[A History of Science Volume 2(of 5) by Henry Smith Williams]@TWC D-Link bookA History of Science Volume 2(of 5) BOOK II 309/368
The story is told that Lippershey, who was a spectacle-maker, stumbled by accident upon the discovery that when two lenses are held at a certain distance apart, objects at a distance appear nearer and larger.
Having made this discovery, he fitted two lenses with a tube so as to maintain them at the proper distance, and thus constructed the first telescope. It was Galileo, however, as referred to in a preceding chapter, who first constructed a telescope based on his knowledge of the laws of refraction.

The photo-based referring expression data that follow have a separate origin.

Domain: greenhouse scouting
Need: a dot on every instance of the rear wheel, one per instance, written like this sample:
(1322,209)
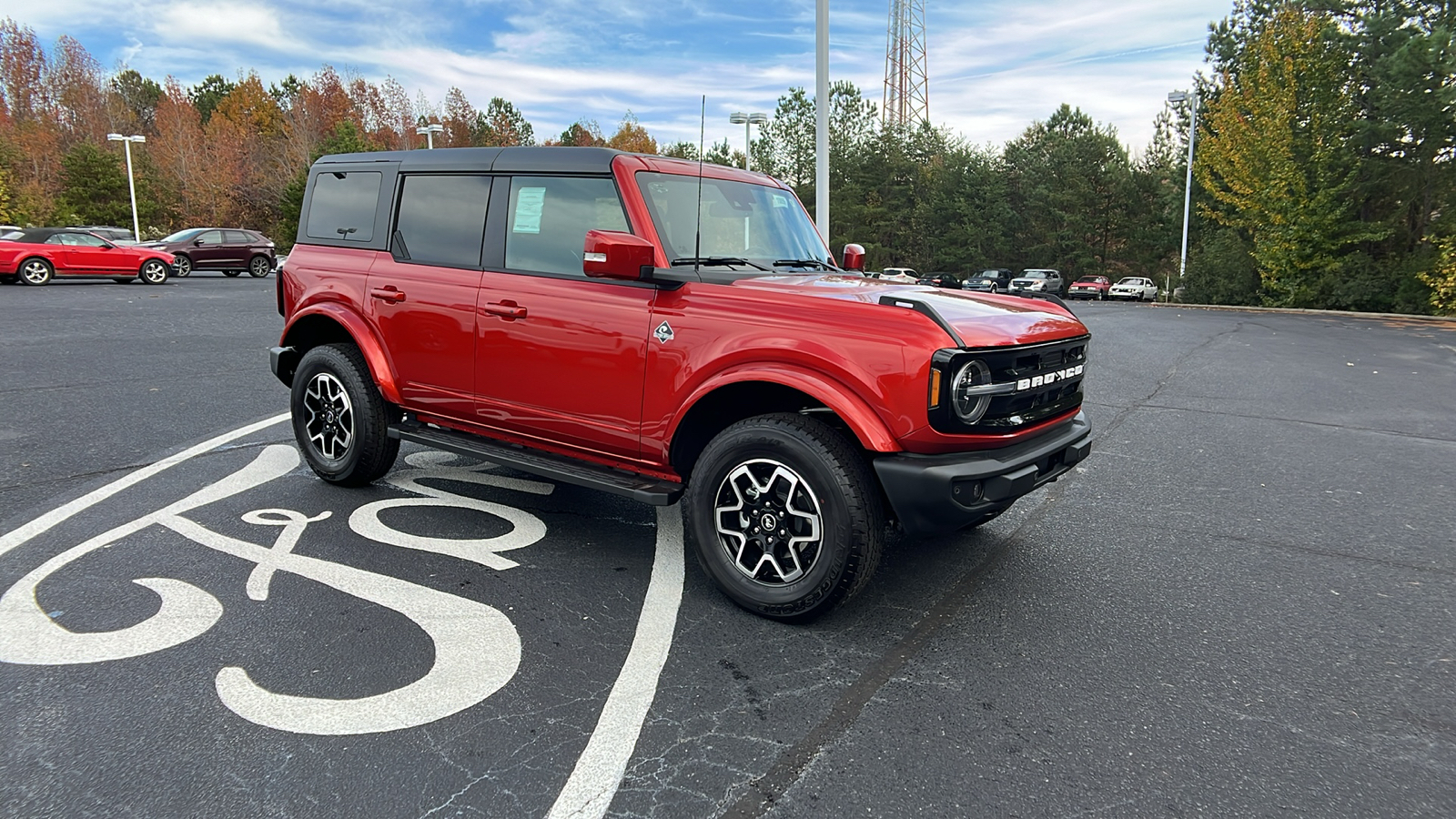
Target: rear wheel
(36,271)
(339,419)
(153,271)
(784,516)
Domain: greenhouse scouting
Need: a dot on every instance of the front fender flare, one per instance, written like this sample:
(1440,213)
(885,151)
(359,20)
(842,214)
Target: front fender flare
(858,416)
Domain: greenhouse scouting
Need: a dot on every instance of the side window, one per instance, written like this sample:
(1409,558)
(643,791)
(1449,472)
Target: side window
(342,206)
(550,217)
(441,220)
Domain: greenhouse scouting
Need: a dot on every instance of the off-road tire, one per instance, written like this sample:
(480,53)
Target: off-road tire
(369,452)
(848,500)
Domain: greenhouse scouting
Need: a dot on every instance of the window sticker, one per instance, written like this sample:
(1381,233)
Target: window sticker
(529,210)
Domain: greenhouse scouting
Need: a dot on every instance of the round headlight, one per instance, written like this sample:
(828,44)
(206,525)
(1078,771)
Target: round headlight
(970,404)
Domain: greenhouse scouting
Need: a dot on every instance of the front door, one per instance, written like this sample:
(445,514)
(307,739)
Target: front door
(422,293)
(560,358)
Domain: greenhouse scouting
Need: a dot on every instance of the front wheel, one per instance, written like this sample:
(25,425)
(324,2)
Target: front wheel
(785,516)
(339,419)
(153,271)
(36,271)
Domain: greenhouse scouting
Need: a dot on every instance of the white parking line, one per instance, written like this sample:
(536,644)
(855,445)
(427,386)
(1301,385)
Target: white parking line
(56,516)
(602,765)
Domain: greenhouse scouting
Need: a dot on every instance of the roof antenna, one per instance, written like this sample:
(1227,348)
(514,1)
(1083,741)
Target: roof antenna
(698,237)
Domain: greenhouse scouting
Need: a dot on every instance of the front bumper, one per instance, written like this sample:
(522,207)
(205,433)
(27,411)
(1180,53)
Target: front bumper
(283,360)
(941,493)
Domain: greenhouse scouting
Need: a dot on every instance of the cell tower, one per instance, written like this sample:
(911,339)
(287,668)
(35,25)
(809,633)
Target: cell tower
(907,85)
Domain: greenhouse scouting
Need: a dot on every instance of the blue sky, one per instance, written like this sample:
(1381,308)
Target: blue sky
(995,66)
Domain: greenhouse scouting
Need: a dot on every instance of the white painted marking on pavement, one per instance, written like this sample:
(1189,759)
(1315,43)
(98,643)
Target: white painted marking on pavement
(56,516)
(599,771)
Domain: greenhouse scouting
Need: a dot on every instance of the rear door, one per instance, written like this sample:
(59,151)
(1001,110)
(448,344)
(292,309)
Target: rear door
(560,358)
(421,295)
(207,249)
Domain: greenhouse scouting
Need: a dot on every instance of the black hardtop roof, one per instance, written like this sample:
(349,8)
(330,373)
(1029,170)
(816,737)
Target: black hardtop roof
(485,159)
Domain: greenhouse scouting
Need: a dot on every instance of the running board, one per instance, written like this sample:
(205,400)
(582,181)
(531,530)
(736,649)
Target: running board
(548,465)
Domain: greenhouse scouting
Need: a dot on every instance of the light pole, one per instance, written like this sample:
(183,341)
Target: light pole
(131,186)
(429,131)
(1193,133)
(822,116)
(749,121)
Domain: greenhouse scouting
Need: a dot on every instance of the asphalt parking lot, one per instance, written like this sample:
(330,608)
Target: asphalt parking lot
(1239,605)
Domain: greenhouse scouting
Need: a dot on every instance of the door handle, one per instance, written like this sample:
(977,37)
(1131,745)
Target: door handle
(507,310)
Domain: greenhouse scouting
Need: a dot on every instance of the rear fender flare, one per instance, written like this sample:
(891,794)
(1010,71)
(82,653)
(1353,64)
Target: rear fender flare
(359,331)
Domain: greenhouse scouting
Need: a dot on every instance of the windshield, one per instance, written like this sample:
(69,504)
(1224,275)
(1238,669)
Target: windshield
(739,220)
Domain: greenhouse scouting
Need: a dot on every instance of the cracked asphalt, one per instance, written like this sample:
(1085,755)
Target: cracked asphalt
(1239,605)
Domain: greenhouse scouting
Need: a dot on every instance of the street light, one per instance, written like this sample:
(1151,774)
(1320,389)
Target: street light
(131,186)
(1193,131)
(429,131)
(749,121)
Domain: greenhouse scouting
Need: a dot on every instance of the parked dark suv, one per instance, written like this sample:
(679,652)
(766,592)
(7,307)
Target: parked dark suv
(666,331)
(228,249)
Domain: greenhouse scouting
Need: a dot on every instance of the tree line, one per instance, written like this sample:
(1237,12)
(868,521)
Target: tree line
(1322,160)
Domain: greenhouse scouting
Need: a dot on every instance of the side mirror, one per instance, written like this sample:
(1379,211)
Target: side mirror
(613,254)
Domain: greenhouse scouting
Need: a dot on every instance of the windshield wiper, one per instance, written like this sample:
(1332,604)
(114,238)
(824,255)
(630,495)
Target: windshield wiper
(718,261)
(804,263)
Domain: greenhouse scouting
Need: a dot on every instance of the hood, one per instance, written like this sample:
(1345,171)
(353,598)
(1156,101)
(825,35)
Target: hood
(982,319)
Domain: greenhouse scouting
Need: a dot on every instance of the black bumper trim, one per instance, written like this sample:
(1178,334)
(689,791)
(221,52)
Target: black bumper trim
(938,493)
(284,361)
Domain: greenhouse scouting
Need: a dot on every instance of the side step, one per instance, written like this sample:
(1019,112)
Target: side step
(548,465)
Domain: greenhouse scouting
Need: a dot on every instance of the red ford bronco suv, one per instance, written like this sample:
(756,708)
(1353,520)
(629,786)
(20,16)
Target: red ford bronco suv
(662,329)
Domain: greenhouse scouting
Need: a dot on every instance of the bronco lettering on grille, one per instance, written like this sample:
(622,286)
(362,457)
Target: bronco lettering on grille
(1048,378)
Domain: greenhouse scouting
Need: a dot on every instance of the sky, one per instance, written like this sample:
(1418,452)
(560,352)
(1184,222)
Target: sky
(995,66)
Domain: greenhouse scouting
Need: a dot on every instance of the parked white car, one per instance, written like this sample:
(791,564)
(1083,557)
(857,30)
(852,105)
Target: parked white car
(1041,280)
(1136,288)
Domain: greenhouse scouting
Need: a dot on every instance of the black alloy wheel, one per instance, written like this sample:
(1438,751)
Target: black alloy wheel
(153,271)
(36,271)
(785,516)
(339,419)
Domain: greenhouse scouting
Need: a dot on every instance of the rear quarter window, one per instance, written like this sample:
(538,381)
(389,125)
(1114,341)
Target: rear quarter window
(342,206)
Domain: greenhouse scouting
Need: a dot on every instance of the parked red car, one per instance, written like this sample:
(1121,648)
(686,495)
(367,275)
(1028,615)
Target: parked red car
(41,254)
(662,329)
(228,249)
(1089,288)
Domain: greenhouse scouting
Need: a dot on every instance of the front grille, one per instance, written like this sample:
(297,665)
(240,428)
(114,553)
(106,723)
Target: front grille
(1011,365)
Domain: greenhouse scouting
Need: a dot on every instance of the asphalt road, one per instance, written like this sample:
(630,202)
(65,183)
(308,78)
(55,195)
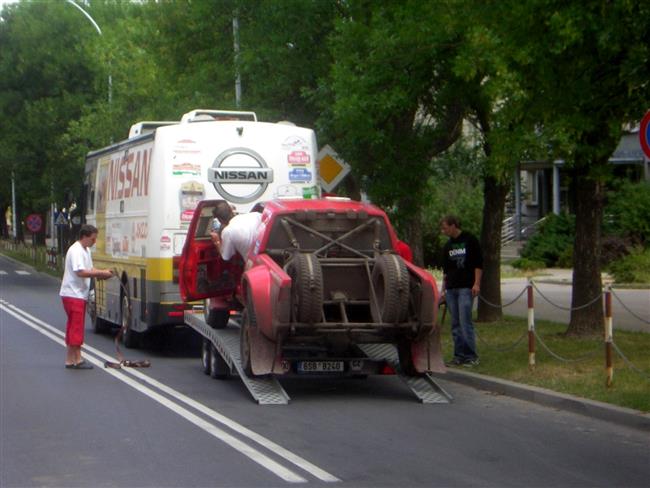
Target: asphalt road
(172,426)
(552,301)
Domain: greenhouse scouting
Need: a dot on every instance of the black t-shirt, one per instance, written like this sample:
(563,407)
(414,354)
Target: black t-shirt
(461,256)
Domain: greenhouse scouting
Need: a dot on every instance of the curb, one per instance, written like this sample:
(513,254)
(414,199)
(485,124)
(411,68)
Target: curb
(583,406)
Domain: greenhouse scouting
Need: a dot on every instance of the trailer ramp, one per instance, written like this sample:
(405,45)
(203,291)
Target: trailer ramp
(265,390)
(424,387)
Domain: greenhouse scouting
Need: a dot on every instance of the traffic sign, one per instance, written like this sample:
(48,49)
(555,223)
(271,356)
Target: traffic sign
(34,223)
(644,134)
(331,168)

In 1609, having heard that an instrument had been invented, consisting of two lenses fixed in a tube, whereby objects were made to appear larger and nearer, he set about constructing such an instrument that should follow out the known effects of refraction.

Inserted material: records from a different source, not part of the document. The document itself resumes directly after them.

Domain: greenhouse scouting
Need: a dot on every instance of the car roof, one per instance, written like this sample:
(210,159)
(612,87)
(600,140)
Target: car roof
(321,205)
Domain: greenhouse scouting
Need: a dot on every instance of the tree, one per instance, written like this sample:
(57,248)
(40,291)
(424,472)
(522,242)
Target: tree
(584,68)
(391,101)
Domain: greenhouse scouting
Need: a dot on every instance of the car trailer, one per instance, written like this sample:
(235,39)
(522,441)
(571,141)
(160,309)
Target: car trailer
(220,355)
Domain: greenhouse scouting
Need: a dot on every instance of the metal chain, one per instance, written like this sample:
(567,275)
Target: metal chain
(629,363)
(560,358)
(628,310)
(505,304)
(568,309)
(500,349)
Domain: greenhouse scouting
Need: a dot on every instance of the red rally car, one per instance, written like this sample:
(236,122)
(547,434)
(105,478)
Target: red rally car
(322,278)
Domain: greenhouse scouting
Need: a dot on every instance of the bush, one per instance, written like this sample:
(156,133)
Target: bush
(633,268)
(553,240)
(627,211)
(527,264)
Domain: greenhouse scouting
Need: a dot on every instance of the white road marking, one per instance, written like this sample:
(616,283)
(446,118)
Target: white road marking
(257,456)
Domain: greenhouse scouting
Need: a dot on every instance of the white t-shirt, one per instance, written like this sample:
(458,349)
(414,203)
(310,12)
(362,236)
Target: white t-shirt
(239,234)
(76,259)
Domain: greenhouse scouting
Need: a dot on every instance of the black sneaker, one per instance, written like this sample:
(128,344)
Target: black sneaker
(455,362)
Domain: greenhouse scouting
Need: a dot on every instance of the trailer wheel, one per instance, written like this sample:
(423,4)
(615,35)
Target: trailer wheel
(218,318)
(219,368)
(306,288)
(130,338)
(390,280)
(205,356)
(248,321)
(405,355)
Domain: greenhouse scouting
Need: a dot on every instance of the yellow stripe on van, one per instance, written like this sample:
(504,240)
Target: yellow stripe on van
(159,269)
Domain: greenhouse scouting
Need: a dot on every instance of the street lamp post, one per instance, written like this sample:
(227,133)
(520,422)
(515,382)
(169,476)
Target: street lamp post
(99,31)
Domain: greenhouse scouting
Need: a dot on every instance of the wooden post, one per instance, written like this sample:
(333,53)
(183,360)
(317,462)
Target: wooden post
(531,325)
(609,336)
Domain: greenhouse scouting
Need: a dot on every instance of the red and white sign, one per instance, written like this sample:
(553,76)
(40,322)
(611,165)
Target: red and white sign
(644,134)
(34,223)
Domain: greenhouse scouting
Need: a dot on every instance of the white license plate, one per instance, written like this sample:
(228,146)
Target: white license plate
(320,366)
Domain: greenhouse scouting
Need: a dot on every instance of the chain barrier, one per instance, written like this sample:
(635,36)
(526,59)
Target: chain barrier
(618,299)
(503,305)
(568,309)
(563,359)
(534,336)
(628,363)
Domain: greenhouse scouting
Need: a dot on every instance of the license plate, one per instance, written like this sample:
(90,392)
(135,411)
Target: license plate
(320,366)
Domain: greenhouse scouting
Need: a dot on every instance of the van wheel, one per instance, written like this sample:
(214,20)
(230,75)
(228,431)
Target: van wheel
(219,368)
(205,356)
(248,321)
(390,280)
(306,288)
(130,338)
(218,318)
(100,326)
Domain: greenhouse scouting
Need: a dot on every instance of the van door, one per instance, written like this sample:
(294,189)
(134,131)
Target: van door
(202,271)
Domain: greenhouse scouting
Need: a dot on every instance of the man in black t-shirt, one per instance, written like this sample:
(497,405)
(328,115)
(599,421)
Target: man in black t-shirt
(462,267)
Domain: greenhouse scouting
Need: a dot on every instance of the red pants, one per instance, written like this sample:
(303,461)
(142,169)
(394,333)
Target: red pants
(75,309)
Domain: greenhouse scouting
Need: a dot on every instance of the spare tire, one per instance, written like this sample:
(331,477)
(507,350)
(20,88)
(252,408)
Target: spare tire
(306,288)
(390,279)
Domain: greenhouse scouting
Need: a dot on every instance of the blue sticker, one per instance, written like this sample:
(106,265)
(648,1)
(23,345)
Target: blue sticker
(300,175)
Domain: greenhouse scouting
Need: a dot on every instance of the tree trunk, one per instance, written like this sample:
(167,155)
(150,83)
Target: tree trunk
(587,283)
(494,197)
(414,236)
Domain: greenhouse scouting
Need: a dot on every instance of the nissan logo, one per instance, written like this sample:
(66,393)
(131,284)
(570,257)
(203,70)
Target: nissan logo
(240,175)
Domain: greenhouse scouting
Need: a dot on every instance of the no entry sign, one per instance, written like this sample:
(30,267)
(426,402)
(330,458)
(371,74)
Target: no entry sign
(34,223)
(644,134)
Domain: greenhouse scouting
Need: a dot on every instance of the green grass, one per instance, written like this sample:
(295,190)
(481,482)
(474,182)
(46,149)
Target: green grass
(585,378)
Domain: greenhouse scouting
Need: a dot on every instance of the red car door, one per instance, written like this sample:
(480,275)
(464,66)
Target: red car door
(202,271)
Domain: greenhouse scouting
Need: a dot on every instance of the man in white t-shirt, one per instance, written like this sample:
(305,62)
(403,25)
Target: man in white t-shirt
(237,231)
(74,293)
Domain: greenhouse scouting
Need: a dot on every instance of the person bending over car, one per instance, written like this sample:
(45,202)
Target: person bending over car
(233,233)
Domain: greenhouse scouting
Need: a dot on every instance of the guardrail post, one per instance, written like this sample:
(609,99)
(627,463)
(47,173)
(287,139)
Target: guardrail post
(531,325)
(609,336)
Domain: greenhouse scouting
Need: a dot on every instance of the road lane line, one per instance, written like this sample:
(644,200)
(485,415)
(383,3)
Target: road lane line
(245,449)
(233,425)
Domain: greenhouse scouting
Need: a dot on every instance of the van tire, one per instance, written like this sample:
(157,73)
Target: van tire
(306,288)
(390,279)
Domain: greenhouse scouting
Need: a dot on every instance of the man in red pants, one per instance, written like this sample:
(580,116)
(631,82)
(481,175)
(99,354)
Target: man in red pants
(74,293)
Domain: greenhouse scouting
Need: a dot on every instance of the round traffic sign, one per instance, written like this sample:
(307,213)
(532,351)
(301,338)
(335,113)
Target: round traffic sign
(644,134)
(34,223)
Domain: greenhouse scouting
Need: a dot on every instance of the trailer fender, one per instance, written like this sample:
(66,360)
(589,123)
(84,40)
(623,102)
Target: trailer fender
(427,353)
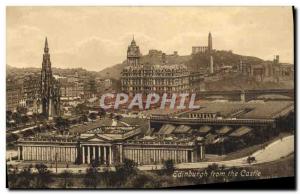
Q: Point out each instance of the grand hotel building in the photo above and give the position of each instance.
(147, 78)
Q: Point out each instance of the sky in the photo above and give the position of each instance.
(97, 37)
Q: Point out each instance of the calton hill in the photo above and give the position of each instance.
(232, 80)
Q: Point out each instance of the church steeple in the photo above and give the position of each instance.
(133, 53)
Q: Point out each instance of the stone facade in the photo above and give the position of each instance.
(108, 149)
(50, 94)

His first telescope, made of two lenses fixed in a lead pipe, was soon followed by others of improved types, Galileo devoting much time and labor to perfecting lenses and correcting errors.
In fact, his work in developing the instrument was so important that the telescope came gradually to be known as the "Galilean telescope." In the construction of his telescope Galileo made use of a convex and a concave lens; but shortly after this Kepler invented an instrument in which both the lenses used were convex.